The fit_gpytorch_mll simply optimizes model parameters based on marginal likelihood loss (training), and the qNoisyExpectedHypervolumeImprovement defines what kind of acquisition function to use as metrics. And then, optimize_acqf gives us candidates in explanatory variables space where we could increase hyper volume improvement.
But what is Hypervolume itself or its process to be computed?
Code in Tutorial
def optimize_qnehvi_and_get_observation(
model, train_x, train_obj, sampler
):
"""Optimizes the qEHVI acquisition function, and returns a new candidate and observation."""
# partition non-dominated space into disjoint rectangles
acq_func = qNoisyExpectedHypervolumeImprovement(
model=model,
ref_point=problem.ref_point.tolist(), # use known reference point
X_baseline=normalize(train_x, problem.bounds),
prune_baseline=True, # prune baseline points that have estimated zero probability of being Pareto optimal
sampler=sampler,
)
# optimize
candidates, _ = optimize_acqf(
acq_function=acq_func,
bounds=standard_bounds,
q=BATCH_SIZE,
num_restarts=NUM_RESTARTS,
raw_samples=RAW_SAMPLES, # used for intialization heuristic
options={"batch_limit": 5, "maxiter": 200},
sequential=True,
)
# observe new values
new_x = unnormalize(candidates.detach(), bounds=problem.bounds)
return new_x
qnehvi_sampler = SobolQMCNormalSampler(sample_shape=torch.Size([MC_SAMPLES]))

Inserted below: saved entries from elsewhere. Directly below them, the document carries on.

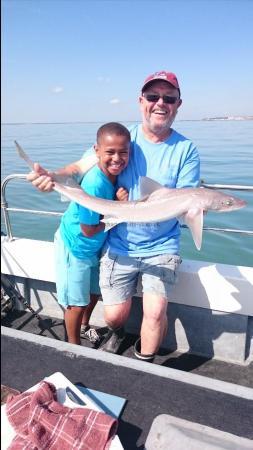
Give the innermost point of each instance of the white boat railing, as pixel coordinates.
(6, 209)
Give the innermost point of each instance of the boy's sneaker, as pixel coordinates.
(90, 334)
(139, 355)
(113, 340)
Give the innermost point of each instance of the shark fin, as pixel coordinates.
(110, 222)
(147, 186)
(64, 198)
(194, 220)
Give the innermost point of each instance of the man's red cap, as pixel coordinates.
(165, 76)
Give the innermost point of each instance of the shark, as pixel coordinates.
(156, 204)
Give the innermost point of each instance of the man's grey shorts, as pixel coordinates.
(119, 276)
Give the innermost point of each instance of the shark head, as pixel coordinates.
(224, 203)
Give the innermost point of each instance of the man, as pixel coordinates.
(147, 250)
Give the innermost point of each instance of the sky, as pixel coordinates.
(82, 60)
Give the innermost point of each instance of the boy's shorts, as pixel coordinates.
(76, 278)
(119, 276)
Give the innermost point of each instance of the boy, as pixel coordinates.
(81, 235)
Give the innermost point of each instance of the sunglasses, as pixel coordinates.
(155, 97)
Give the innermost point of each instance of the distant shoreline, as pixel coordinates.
(229, 118)
(205, 119)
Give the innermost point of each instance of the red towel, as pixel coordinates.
(42, 423)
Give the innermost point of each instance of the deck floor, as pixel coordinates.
(54, 328)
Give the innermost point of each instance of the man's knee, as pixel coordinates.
(116, 315)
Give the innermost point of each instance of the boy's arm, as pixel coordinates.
(121, 195)
(90, 230)
(43, 179)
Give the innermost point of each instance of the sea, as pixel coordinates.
(226, 153)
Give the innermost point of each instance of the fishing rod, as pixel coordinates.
(12, 294)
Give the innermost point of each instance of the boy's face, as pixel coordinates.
(113, 154)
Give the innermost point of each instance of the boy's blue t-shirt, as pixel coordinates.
(174, 164)
(95, 183)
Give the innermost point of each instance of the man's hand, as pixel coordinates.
(41, 178)
(122, 195)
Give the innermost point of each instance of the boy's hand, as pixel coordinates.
(41, 178)
(122, 195)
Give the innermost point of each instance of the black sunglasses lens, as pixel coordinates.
(170, 100)
(152, 97)
(156, 97)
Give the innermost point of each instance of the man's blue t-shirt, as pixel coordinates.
(174, 164)
(96, 183)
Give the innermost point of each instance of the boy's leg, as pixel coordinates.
(73, 287)
(89, 308)
(87, 332)
(73, 318)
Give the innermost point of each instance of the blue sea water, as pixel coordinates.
(226, 152)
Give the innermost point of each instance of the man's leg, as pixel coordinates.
(118, 281)
(159, 274)
(154, 324)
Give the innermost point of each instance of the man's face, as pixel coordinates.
(113, 153)
(158, 116)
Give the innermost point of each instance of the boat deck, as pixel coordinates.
(150, 389)
(54, 328)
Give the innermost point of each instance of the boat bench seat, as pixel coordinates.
(219, 287)
(210, 310)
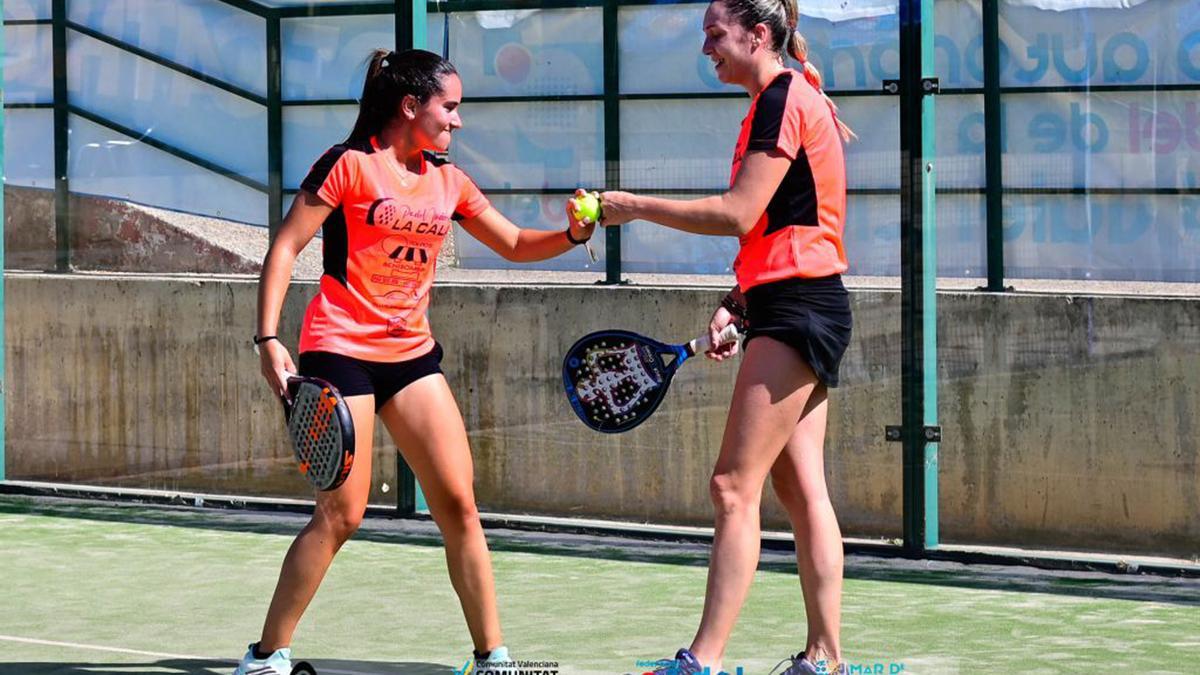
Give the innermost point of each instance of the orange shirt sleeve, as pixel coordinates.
(778, 123)
(333, 174)
(472, 201)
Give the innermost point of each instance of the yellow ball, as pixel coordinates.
(587, 208)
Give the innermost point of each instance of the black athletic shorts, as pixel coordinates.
(354, 377)
(809, 315)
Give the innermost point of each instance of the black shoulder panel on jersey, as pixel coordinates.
(768, 114)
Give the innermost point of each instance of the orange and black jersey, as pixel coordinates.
(381, 250)
(801, 232)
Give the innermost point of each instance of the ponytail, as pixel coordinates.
(798, 49)
(390, 77)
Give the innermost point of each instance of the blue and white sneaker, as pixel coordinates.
(279, 663)
(684, 663)
(498, 661)
(799, 664)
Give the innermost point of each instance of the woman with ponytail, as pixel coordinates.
(786, 204)
(385, 199)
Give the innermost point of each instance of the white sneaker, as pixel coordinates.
(279, 663)
(498, 661)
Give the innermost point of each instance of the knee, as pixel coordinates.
(340, 524)
(730, 496)
(798, 497)
(789, 494)
(456, 514)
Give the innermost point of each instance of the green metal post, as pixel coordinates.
(4, 375)
(61, 137)
(918, 269)
(611, 133)
(929, 272)
(411, 34)
(994, 145)
(274, 124)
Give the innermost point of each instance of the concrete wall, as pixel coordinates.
(1067, 422)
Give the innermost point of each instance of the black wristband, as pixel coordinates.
(574, 240)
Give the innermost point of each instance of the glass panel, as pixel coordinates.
(958, 45)
(108, 163)
(525, 52)
(653, 249)
(135, 93)
(29, 148)
(532, 145)
(307, 132)
(660, 145)
(1098, 181)
(1103, 237)
(28, 71)
(660, 53)
(27, 10)
(204, 35)
(1113, 139)
(538, 211)
(873, 236)
(327, 57)
(1145, 43)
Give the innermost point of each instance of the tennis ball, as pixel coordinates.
(587, 208)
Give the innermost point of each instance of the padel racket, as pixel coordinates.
(322, 430)
(617, 378)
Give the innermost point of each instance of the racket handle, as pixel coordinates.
(702, 344)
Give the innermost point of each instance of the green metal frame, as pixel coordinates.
(61, 185)
(4, 372)
(994, 149)
(918, 272)
(411, 29)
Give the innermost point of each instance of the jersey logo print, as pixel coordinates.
(409, 254)
(382, 211)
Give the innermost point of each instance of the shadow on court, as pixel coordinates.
(421, 532)
(205, 667)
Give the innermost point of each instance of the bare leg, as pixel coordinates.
(425, 422)
(337, 515)
(772, 389)
(798, 478)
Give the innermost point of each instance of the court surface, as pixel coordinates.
(109, 587)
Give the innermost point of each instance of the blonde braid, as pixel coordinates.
(798, 48)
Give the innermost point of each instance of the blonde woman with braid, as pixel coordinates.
(786, 203)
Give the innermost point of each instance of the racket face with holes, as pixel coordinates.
(615, 380)
(322, 431)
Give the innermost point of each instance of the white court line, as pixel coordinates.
(118, 650)
(161, 655)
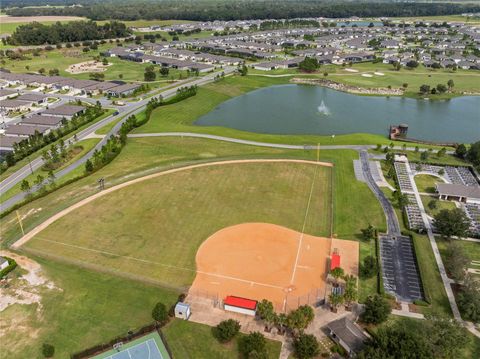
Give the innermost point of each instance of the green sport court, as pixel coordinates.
(147, 347)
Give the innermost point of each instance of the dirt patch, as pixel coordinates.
(267, 261)
(88, 66)
(23, 289)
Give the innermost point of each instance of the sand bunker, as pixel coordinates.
(88, 66)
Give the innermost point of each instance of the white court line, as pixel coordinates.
(163, 265)
(303, 227)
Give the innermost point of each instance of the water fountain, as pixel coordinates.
(323, 109)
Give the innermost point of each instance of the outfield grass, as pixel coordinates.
(164, 220)
(193, 340)
(87, 309)
(426, 183)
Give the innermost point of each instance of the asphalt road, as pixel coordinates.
(124, 112)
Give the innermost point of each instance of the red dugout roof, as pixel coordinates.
(335, 261)
(240, 302)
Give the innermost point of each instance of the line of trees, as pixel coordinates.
(206, 10)
(37, 141)
(35, 33)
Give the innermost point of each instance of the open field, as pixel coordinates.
(439, 205)
(181, 116)
(426, 183)
(86, 308)
(156, 237)
(192, 340)
(265, 261)
(80, 149)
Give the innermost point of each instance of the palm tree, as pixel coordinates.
(335, 300)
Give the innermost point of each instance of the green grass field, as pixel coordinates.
(439, 205)
(161, 222)
(193, 340)
(426, 183)
(86, 309)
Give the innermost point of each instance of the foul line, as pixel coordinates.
(161, 264)
(303, 227)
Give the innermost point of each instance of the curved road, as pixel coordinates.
(124, 113)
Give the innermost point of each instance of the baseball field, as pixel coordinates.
(151, 229)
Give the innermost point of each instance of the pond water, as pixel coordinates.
(315, 110)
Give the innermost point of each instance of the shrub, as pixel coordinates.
(48, 350)
(253, 345)
(226, 330)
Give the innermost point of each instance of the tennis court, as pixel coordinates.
(147, 347)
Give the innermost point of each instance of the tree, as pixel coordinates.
(441, 88)
(335, 300)
(368, 233)
(376, 311)
(310, 64)
(473, 153)
(88, 166)
(337, 273)
(412, 64)
(456, 262)
(424, 89)
(461, 150)
(369, 267)
(253, 345)
(48, 350)
(266, 312)
(306, 346)
(25, 186)
(450, 84)
(350, 294)
(164, 71)
(226, 330)
(452, 222)
(160, 313)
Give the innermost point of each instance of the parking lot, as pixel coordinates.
(399, 268)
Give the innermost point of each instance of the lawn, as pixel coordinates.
(87, 309)
(181, 116)
(152, 229)
(81, 148)
(439, 205)
(426, 183)
(193, 340)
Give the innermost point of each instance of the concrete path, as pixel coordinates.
(438, 258)
(83, 202)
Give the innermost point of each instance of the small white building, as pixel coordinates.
(182, 311)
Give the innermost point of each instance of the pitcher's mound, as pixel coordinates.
(266, 261)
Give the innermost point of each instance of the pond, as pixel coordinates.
(315, 110)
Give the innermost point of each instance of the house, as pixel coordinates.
(43, 121)
(7, 94)
(67, 111)
(8, 106)
(123, 90)
(458, 192)
(347, 334)
(25, 130)
(35, 98)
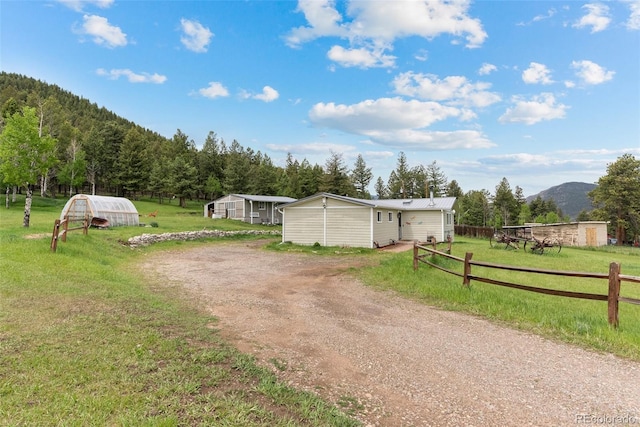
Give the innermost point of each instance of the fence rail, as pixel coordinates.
(614, 277)
(64, 225)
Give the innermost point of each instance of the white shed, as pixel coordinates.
(254, 209)
(116, 211)
(332, 220)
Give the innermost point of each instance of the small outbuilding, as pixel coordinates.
(332, 220)
(581, 233)
(254, 209)
(101, 210)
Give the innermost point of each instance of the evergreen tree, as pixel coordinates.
(399, 178)
(437, 179)
(309, 178)
(380, 188)
(73, 172)
(183, 179)
(24, 154)
(336, 177)
(236, 168)
(617, 197)
(504, 205)
(132, 172)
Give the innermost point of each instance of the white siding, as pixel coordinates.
(303, 224)
(385, 231)
(348, 226)
(340, 223)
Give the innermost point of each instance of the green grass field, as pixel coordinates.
(581, 322)
(84, 340)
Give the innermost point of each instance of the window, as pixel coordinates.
(230, 209)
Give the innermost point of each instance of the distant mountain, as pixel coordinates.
(571, 197)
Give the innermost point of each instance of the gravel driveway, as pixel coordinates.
(394, 361)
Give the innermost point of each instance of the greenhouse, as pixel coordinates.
(103, 211)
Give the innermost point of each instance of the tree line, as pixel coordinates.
(59, 143)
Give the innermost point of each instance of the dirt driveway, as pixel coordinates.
(397, 362)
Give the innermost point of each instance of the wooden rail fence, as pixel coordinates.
(614, 277)
(62, 234)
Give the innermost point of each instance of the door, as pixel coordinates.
(592, 237)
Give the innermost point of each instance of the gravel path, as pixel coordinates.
(393, 361)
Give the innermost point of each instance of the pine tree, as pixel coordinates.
(361, 177)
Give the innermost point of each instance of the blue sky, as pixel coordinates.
(539, 92)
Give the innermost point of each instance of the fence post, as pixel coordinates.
(614, 293)
(65, 228)
(54, 237)
(467, 269)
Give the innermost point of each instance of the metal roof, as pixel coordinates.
(258, 198)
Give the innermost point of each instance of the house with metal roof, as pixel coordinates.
(254, 209)
(332, 220)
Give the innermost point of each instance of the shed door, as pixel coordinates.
(592, 237)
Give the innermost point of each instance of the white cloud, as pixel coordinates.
(375, 25)
(78, 5)
(457, 90)
(214, 90)
(591, 73)
(312, 148)
(634, 18)
(597, 17)
(422, 55)
(398, 123)
(540, 107)
(268, 94)
(537, 74)
(361, 57)
(103, 32)
(132, 77)
(196, 37)
(323, 19)
(486, 69)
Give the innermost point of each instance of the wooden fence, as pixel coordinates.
(62, 234)
(614, 278)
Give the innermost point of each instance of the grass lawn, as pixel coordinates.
(582, 322)
(84, 341)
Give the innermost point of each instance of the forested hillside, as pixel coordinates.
(571, 197)
(98, 151)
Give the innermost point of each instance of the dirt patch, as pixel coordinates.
(37, 236)
(390, 361)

fit_gpytorch_mll(mll_qnehvi)
new_x = optimize_qnehvi_and_get_observation(
model_qnehvi, train_x_qnehvi, train_obj_qnehvi, qnehvi_sampler
)
new_obj_true = problem(new_x)
new_obj = new_obj_true + torch.randn_like(new_obj_true) * NOISE_SE
Hypervolume Improvement
The definition of Hypervolume improvement in formula is like this.
\text{HVI}(P_0|P, r) = HV(P ∪ P0|r) − HV(P|r)
Suppose we have reference point on the left lower in the graph, and somehow we would like to get pareto front by maximizing 2 objectives. The blue area where is surrounded by pareto front and reference point is so called Hypervolume.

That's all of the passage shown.